Around the Tea-Table

Chapter 25

Chapter 251,062 wordsPublic domain

BOSTONIANS.

We ran up to the Boston anniversaries to cast our vote with those good people who are in that city on the side of the right. We like to go to the modern Athens two or three times a year. Among other advantages, Boston always soothes our nerves. It has a quieting effect upon us. The people there are better satisfied than any people we know of. Judging from a few restless spirits who get on some of the erratic platforms of that city, and who fret and fume about things in general, the world has concluded that Boston is at unrest. But you may notice that the most of the restless people who go there are imported speakers, whom Boston hires to come once a year and do for her all the necessary fretting.

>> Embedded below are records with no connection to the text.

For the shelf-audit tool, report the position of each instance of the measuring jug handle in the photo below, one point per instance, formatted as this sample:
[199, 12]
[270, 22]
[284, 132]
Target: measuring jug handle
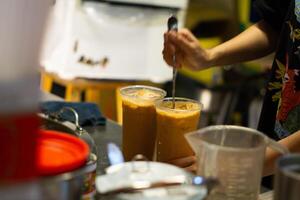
[277, 146]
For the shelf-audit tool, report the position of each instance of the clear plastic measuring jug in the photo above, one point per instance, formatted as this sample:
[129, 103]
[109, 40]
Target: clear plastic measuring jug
[235, 156]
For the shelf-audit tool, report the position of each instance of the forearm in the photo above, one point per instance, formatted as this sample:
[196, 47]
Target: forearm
[291, 142]
[257, 41]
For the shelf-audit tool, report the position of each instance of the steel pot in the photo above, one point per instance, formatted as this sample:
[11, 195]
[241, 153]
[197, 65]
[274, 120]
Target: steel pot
[77, 184]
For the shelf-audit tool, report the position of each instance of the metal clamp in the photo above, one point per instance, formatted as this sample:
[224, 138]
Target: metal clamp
[135, 169]
[58, 115]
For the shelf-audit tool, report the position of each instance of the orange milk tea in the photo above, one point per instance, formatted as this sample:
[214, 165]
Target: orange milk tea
[172, 124]
[139, 120]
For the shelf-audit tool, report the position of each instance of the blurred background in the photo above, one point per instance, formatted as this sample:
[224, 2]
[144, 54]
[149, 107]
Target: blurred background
[95, 47]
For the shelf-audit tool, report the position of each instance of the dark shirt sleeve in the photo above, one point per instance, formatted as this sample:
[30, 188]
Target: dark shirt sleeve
[274, 12]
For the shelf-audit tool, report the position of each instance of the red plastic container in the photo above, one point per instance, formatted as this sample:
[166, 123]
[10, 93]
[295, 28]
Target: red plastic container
[18, 134]
[59, 152]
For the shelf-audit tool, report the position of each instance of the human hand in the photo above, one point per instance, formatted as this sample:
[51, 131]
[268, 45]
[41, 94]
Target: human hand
[185, 46]
[188, 163]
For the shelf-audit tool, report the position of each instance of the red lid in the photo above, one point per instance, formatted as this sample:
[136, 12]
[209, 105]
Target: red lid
[59, 152]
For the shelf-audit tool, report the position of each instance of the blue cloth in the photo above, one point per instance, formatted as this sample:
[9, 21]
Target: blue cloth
[88, 113]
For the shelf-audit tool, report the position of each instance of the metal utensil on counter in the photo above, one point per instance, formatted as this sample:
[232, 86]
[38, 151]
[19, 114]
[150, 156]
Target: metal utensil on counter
[172, 181]
[173, 26]
[115, 155]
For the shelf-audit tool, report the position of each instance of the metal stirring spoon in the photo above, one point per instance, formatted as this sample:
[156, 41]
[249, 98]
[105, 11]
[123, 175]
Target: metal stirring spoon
[173, 26]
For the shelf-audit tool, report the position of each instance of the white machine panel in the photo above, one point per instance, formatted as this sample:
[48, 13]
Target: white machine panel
[130, 37]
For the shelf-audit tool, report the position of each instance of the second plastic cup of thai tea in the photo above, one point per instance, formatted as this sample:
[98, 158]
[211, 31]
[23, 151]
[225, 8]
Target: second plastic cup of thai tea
[173, 124]
[139, 120]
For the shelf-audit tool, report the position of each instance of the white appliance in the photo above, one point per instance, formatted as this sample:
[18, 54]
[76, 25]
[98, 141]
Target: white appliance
[128, 34]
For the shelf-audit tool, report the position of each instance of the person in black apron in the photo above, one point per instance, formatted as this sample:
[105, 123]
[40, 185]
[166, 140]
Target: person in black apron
[278, 31]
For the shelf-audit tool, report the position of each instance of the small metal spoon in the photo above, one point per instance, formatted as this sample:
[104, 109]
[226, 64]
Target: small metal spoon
[173, 26]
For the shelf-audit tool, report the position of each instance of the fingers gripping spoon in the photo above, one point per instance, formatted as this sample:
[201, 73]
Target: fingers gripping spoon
[173, 26]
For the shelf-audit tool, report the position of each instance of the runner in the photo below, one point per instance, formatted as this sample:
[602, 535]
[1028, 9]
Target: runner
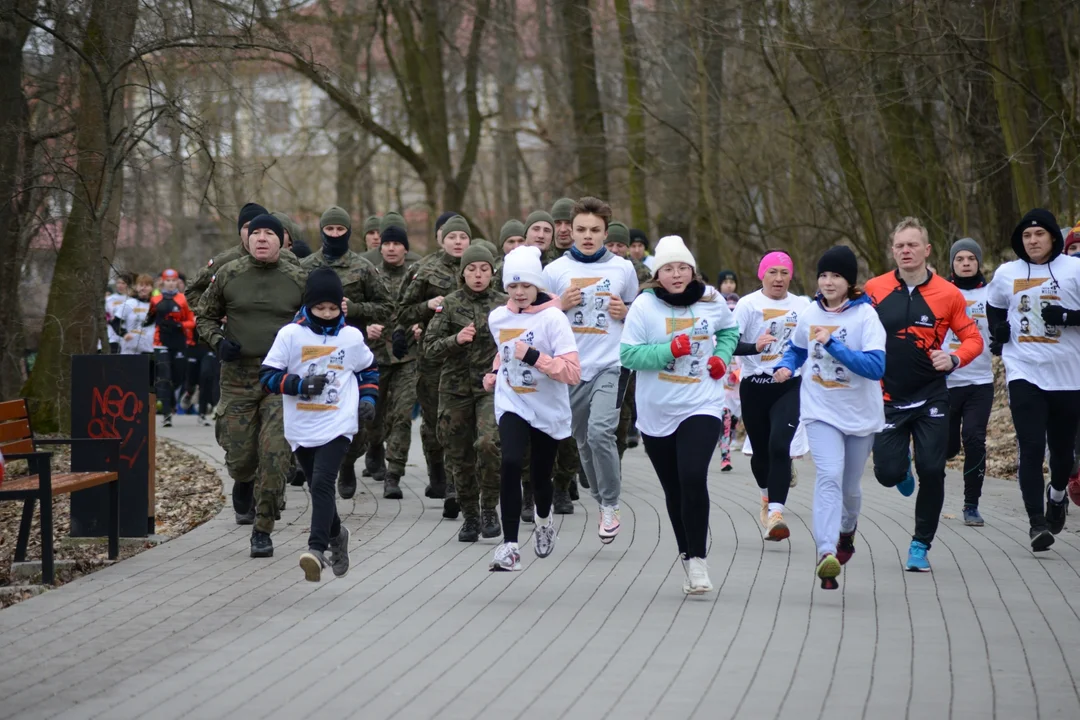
[840, 402]
[970, 388]
[320, 420]
[678, 339]
[1034, 309]
[767, 318]
[531, 398]
[595, 288]
[917, 308]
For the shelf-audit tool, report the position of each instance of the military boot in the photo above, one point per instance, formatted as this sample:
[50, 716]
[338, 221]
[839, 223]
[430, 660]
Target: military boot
[375, 462]
[436, 483]
[391, 487]
[347, 479]
[489, 524]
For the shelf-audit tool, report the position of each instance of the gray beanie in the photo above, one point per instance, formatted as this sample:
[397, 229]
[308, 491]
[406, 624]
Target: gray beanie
[964, 244]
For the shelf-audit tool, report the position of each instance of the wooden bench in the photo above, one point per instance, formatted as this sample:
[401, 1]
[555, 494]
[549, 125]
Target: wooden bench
[17, 443]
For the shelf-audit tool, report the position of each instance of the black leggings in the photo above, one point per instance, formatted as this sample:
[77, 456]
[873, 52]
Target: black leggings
[770, 415]
[682, 463]
[516, 436]
[968, 416]
[1043, 418]
[321, 465]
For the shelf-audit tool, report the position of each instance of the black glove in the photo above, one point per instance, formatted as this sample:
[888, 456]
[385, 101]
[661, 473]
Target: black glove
[400, 343]
[313, 386]
[366, 411]
[228, 351]
[1061, 316]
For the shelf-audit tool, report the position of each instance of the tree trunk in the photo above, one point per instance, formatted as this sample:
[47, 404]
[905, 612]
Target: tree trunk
[635, 117]
[585, 99]
[13, 147]
[75, 313]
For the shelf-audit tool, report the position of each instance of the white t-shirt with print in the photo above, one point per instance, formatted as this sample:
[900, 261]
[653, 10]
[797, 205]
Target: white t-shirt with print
[1045, 356]
[684, 389]
[597, 335]
[831, 392]
[314, 421]
[522, 389]
[757, 314]
[980, 371]
[132, 313]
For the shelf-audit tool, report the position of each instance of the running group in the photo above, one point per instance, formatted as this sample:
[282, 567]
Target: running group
[538, 358]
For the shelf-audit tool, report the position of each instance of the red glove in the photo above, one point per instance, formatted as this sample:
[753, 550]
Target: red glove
[716, 368]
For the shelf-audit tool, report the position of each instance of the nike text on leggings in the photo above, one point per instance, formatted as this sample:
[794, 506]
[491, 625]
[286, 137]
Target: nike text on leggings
[771, 416]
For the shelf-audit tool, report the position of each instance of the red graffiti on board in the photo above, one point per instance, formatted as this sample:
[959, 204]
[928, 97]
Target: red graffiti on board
[113, 413]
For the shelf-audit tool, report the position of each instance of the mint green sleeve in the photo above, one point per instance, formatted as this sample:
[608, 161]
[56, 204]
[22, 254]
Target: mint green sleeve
[646, 357]
[726, 341]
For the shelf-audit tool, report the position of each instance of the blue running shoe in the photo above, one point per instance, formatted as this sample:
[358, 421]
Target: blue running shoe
[907, 486]
[917, 557]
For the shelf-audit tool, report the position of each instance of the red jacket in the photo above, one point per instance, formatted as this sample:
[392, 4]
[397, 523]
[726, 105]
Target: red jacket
[178, 329]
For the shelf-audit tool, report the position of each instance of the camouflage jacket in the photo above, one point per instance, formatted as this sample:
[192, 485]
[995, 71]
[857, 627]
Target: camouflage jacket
[368, 300]
[393, 279]
[463, 366]
[257, 298]
[431, 279]
[194, 289]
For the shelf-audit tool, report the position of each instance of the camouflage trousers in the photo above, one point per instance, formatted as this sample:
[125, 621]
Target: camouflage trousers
[625, 416]
[471, 446]
[393, 416]
[427, 393]
[251, 429]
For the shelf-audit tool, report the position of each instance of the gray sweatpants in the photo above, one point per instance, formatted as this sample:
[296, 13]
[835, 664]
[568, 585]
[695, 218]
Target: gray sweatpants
[595, 409]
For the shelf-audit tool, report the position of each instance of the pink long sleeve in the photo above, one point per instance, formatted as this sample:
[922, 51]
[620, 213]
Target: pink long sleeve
[564, 368]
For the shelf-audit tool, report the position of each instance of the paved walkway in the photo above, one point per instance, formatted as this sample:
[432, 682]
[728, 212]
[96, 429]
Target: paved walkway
[419, 628]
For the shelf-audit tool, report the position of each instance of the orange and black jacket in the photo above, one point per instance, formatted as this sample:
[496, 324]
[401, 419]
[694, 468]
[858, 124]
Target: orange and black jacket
[915, 325]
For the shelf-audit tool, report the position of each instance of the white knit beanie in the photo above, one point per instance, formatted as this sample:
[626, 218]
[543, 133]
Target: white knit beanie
[672, 248]
[522, 265]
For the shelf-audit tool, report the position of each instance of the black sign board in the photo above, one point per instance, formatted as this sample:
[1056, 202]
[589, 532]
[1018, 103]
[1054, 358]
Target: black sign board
[110, 396]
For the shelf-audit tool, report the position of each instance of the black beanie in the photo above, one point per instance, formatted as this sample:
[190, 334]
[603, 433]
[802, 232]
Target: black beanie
[248, 213]
[442, 219]
[269, 222]
[840, 260]
[394, 234]
[1038, 218]
[323, 285]
[638, 236]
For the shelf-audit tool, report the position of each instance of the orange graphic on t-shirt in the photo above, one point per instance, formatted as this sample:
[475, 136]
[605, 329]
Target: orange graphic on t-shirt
[1021, 285]
[309, 353]
[676, 324]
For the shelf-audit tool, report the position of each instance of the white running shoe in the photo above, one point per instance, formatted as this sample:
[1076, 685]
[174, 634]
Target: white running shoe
[507, 558]
[609, 524]
[543, 538]
[697, 576]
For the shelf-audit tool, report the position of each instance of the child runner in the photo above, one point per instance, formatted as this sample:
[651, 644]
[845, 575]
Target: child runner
[320, 416]
[531, 396]
[766, 320]
[596, 287]
[1040, 291]
[679, 337]
[840, 401]
[971, 386]
[732, 408]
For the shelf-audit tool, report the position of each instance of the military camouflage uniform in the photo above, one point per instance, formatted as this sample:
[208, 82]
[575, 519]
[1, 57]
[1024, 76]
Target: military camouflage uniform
[258, 298]
[368, 303]
[467, 428]
[628, 413]
[393, 416]
[431, 277]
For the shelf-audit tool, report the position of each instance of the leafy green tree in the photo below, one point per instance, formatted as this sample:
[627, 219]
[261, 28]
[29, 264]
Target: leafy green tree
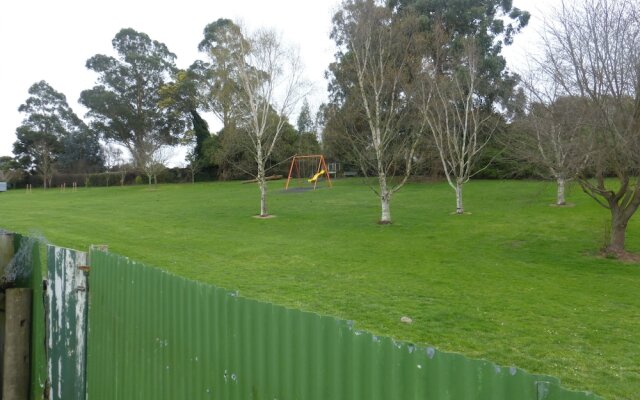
[52, 135]
[491, 23]
[10, 170]
[305, 123]
[181, 96]
[124, 106]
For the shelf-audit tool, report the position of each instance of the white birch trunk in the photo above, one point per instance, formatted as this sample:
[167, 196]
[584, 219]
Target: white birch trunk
[459, 206]
[262, 182]
[560, 198]
[385, 197]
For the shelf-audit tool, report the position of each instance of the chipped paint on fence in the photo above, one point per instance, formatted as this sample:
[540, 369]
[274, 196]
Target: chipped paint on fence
[153, 335]
[66, 323]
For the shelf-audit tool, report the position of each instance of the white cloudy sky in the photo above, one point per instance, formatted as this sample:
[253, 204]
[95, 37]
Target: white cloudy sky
[51, 40]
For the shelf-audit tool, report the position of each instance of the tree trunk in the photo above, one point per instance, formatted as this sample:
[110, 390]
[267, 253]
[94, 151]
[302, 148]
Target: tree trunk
[459, 206]
[262, 182]
[385, 197]
[619, 223]
[560, 199]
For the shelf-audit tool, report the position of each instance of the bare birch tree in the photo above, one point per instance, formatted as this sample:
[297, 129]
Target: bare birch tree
[554, 133]
[270, 86]
[371, 74]
[592, 52]
[459, 125]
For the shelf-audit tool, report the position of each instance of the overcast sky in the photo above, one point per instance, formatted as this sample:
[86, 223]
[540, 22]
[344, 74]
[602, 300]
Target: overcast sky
[51, 40]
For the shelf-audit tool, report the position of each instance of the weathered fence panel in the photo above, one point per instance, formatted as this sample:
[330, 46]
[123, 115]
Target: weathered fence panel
[153, 335]
[66, 323]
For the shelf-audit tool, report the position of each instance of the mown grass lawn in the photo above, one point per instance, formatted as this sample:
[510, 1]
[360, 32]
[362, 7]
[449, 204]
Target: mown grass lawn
[516, 281]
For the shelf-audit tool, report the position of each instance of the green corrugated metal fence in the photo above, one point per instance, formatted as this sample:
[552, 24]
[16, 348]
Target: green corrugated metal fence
[66, 323]
[153, 335]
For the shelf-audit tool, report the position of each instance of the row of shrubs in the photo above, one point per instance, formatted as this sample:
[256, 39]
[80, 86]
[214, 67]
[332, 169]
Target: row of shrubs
[169, 175]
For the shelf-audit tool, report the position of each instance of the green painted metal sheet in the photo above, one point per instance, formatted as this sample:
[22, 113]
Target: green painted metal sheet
[157, 336]
[66, 323]
[38, 349]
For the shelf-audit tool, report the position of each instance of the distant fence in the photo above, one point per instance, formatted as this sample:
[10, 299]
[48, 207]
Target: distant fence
[153, 335]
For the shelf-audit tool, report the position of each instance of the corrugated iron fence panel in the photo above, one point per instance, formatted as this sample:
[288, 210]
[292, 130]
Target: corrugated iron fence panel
[38, 350]
[66, 323]
[157, 336]
[28, 258]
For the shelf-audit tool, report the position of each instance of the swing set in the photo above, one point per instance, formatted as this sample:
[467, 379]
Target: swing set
[310, 168]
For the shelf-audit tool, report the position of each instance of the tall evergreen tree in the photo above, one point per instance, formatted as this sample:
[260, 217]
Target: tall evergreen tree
[124, 105]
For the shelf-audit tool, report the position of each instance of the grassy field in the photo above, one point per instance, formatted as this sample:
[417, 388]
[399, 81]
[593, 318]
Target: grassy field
[516, 281]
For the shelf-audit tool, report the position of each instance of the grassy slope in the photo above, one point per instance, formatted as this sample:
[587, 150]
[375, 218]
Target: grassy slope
[516, 281]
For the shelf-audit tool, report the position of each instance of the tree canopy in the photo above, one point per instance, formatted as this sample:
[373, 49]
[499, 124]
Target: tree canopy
[123, 106]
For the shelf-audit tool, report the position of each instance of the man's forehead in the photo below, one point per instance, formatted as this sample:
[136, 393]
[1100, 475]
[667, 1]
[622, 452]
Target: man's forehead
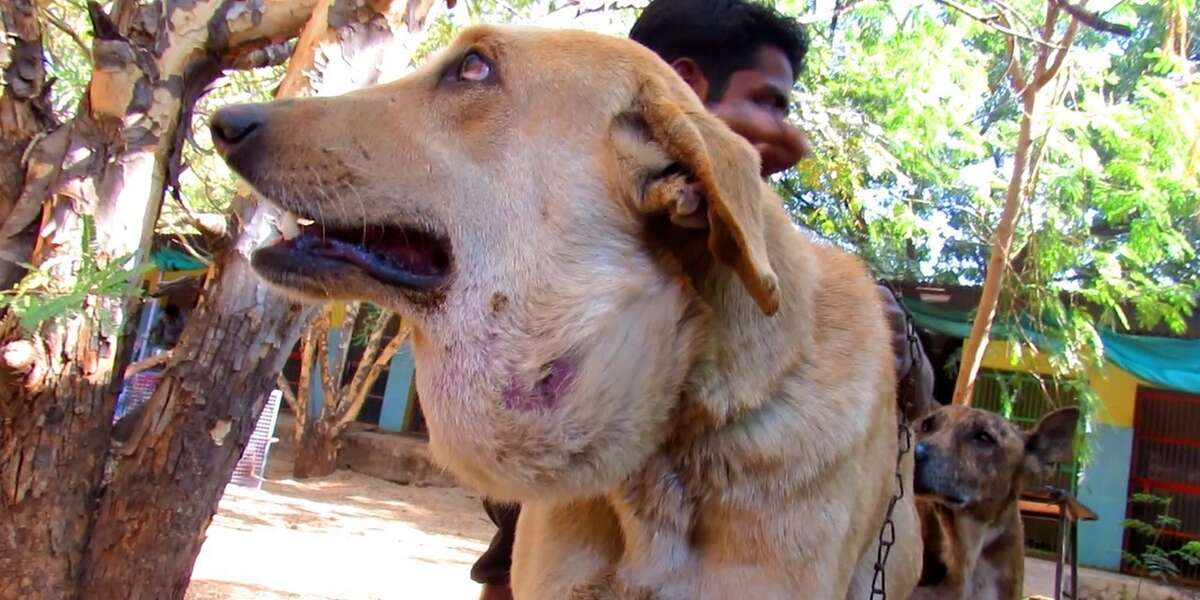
[774, 67]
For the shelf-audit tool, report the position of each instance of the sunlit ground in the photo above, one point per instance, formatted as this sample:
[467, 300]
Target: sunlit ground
[345, 537]
[349, 537]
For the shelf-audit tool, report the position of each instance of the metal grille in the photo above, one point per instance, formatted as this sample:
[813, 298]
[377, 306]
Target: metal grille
[1167, 463]
[251, 467]
[136, 391]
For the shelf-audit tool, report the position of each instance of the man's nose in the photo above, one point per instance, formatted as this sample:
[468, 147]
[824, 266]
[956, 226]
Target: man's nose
[237, 127]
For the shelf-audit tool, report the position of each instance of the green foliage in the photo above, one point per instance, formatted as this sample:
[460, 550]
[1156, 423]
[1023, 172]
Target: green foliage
[915, 126]
[1156, 561]
[41, 297]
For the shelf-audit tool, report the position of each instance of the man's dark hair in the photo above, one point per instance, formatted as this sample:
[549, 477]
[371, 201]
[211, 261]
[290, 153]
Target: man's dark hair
[723, 36]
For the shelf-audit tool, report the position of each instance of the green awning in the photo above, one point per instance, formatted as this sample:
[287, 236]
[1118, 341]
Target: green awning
[1163, 361]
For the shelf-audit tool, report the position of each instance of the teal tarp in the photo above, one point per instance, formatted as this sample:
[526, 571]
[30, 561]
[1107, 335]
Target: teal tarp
[171, 259]
[1163, 361]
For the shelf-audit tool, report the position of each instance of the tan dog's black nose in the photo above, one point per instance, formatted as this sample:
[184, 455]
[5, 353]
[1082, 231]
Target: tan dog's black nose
[235, 127]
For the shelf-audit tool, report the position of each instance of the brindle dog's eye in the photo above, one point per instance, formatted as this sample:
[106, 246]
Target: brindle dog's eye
[474, 69]
[984, 438]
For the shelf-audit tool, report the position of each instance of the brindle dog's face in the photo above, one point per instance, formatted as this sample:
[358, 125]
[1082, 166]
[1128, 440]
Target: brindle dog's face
[499, 198]
[973, 460]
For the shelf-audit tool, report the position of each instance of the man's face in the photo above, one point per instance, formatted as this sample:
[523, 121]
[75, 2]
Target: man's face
[755, 105]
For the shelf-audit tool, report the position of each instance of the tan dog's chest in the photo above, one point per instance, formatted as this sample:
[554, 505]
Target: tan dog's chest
[784, 501]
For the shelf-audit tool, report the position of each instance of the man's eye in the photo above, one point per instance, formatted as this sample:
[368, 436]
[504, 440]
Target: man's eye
[474, 69]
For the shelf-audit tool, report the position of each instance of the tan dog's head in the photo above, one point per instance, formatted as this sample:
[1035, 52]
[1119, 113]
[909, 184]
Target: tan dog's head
[975, 461]
[541, 205]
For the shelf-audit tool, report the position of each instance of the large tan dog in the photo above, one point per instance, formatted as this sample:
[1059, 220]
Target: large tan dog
[613, 319]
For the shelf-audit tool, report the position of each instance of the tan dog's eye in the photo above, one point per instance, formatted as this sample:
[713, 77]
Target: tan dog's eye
[984, 438]
[474, 69]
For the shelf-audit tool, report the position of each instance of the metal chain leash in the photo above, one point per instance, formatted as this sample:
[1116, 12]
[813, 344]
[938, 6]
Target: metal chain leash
[904, 435]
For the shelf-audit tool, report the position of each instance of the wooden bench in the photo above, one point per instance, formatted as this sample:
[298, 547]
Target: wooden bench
[1062, 508]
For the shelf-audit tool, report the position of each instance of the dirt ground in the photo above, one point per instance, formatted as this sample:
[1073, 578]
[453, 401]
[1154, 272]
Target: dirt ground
[347, 537]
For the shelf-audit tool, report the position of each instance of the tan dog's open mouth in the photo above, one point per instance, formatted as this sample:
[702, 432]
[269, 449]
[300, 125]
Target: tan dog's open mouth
[403, 257]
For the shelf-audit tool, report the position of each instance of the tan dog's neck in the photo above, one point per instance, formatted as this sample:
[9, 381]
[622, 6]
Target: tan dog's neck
[983, 559]
[743, 365]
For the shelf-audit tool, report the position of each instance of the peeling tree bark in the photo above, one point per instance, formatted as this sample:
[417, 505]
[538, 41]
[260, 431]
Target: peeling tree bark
[169, 477]
[24, 113]
[108, 163]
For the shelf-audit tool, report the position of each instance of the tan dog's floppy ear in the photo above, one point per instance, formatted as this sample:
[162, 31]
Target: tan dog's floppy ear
[721, 169]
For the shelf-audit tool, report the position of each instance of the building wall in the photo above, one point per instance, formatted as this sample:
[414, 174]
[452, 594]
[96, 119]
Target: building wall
[1104, 485]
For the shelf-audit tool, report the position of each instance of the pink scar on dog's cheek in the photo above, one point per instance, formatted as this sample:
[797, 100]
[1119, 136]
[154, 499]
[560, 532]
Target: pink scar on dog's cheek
[545, 393]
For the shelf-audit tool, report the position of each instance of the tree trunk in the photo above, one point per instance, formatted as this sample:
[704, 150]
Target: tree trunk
[106, 168]
[24, 112]
[317, 454]
[167, 484]
[1002, 238]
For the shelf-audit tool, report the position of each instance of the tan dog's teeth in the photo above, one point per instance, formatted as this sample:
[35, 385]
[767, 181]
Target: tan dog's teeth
[289, 226]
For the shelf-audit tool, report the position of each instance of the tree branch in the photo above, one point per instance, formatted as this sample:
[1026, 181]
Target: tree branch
[367, 382]
[990, 21]
[1095, 21]
[144, 364]
[1067, 39]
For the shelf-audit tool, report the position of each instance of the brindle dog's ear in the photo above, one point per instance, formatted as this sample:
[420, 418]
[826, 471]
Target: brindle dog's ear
[1051, 442]
[717, 187]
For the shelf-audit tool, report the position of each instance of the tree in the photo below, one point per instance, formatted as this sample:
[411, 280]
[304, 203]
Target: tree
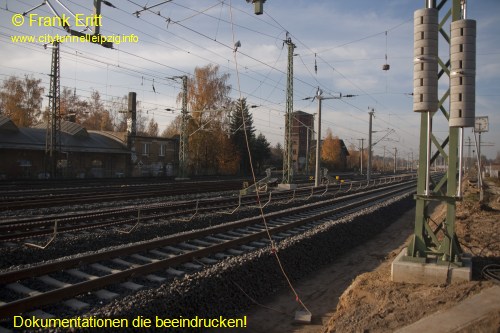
[152, 128]
[277, 156]
[21, 100]
[242, 134]
[208, 100]
[331, 151]
[262, 152]
[72, 107]
[98, 118]
[173, 129]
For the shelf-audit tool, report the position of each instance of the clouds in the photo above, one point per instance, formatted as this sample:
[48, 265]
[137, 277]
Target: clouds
[348, 38]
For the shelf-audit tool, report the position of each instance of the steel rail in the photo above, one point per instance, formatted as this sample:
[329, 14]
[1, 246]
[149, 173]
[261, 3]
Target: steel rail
[53, 296]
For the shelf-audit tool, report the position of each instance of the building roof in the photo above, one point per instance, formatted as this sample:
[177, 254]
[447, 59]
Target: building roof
[74, 138]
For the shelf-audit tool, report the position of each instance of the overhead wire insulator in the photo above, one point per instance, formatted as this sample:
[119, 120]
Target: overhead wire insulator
[463, 73]
[425, 78]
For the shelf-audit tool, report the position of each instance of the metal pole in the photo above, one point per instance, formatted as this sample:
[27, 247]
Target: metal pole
[307, 152]
[318, 142]
[383, 162]
[460, 161]
[369, 166]
[395, 159]
[428, 154]
[361, 157]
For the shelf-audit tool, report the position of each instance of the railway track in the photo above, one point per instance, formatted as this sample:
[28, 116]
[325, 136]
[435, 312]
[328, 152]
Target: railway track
[169, 256]
[20, 229]
[38, 198]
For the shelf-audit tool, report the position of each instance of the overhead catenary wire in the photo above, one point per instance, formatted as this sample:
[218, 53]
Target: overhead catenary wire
[274, 249]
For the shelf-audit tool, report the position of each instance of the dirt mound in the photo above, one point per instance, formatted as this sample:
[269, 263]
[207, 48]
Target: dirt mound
[373, 303]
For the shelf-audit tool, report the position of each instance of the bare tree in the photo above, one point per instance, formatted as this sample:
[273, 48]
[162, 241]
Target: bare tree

The genuine Bostonian is satisfied. He rises moderately early, goes to business without any especial haste, dresses comfortably, talks deliberately, lunches freely, and goes home to his family at plausible hours. He would like to have the world made better, but is not going to make himself sick in trying to cure the moral ailments of others.

The genuine Bostonian is, for the most part, pleased with himself, has confidence that the big elm will last another hundred years, keeps his patriotism fresh by an occasional walk near the meat market under Faneuil Hall, and reads the "Atlantic Monthly." We believe there is less fidgeting in Boston than in any city of the country. We think that the average of human life must be longer there than in most cities. Dyspepsia is a rarity; for when a mutton chop is swallowed of a Bostonian it gives up, knowing that there is no need of fighting against such inexorable digestion.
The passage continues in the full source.